Credit and liquidity risk

Credit risk is managed on a Group basis. Funds are deposited with financial institutions with a credit rating equivalent to, or above, the main UK clearing banks. The Group's liquid resources are invested having regard to the timing of payments to be made in the ordinary course of the Company's activities.

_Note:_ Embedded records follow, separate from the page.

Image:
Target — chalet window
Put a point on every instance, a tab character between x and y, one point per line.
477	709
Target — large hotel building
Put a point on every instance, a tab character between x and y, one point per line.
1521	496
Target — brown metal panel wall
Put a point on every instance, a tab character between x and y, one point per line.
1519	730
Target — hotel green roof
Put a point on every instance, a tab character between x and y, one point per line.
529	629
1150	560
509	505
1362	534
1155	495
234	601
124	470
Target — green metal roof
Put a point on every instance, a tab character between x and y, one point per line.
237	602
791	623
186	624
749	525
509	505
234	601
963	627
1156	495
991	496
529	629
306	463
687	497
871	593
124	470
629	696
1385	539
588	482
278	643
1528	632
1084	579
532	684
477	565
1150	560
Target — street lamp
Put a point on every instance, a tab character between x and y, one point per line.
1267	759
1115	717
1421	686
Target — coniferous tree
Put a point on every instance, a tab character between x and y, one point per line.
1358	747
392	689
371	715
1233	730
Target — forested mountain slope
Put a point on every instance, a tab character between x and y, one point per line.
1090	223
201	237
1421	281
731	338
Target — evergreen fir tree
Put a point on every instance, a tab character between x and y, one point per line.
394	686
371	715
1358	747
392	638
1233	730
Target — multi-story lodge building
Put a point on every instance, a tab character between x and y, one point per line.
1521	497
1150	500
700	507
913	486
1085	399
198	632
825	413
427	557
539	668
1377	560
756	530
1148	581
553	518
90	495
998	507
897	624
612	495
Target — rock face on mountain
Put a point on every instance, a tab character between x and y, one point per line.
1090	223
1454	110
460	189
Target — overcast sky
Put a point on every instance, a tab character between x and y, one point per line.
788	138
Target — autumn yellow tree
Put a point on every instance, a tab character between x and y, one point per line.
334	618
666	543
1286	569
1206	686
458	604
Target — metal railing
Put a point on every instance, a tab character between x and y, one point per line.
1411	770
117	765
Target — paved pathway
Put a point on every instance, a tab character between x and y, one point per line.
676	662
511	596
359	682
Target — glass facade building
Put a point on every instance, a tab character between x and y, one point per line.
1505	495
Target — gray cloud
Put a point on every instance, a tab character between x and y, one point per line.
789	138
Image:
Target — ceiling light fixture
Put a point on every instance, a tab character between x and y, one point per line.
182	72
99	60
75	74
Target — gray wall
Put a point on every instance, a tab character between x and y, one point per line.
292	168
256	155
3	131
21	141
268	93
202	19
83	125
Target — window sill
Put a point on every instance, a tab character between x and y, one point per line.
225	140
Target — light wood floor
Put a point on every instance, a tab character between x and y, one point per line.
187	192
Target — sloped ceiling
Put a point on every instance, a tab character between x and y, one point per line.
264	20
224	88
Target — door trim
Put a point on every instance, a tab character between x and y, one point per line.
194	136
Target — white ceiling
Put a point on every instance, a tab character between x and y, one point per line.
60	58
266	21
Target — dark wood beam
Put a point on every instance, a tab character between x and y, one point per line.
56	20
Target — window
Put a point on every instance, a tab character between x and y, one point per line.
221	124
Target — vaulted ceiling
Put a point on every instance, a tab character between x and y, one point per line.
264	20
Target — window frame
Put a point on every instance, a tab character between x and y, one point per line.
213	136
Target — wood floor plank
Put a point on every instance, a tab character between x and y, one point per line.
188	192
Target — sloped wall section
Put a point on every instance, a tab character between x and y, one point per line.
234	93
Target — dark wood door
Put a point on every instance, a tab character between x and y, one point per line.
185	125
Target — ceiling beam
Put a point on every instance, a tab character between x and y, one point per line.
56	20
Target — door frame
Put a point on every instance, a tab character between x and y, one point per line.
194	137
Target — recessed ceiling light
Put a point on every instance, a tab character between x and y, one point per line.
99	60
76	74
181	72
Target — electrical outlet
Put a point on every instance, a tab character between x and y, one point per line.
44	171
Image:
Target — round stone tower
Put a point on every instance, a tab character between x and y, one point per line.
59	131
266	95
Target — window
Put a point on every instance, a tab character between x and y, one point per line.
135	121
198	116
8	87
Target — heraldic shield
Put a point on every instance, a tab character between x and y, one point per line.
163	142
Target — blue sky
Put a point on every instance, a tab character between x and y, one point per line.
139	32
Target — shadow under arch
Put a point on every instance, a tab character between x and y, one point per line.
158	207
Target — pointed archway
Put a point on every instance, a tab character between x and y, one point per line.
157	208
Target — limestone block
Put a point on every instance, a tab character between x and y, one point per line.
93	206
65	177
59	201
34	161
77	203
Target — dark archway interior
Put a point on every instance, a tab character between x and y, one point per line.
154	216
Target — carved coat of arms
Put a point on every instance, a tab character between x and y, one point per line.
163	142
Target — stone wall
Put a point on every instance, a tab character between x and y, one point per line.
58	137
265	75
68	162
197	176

All financial liabilities are payable in the short term (normally between 0 and 3 months) and the Group maintains adequate bank balances to meet those liabilities as they fall due.

 

Currency risk

The majority of income and costs are incurred in sterling and foreign currency risk is not considered to be significant.  During the period, the Group held a US Dollar bank account but this was closed in March 2022.

 

28.          RELATED PARTY TRANSACTIONS

 

Transaction with Fetlar Capital Limited

Fetlar Capital Limited ("Fetlar") is a related party being a company owned by Nick Tulloch and his wife.  On incorporation, the Company acquired from Fetlar Capital Limited certain inventory and fixed assets that had been purchased by Fetlar on the Company's behalf in return for the issue to Fetlar of 78,000 ordinary shares (as adjusted following the Company's 3-for-1 bonus issue) at a valuation of £15,000.  The inventory was valued at £10,000 and the balance predominantly comprised office fixtures and fittings, computers and other IT hardware and software.

 

29.          EVENTS AFTER THE REPORTING PERIOD

 

Subsequent to the year end, the Company's 100% subsidiary undertaking Voyager Life, LLC, incorporated in Colorado, USA, was dissolved.  Voyager Life, LLC was not trading at 31 March 2022 and had no assets or liabilities.

 

On 1 May 2022, the Company moved to new head office premises at Tay House, Friarton Road, Perth PH2 8DF.  The Company has entered into a new 18-month lease and has recorded a right of use lease asset and corresponding liability.

 

30.          CONTROL

 

In the opinion of the Directors there is no single ultimate controlling party.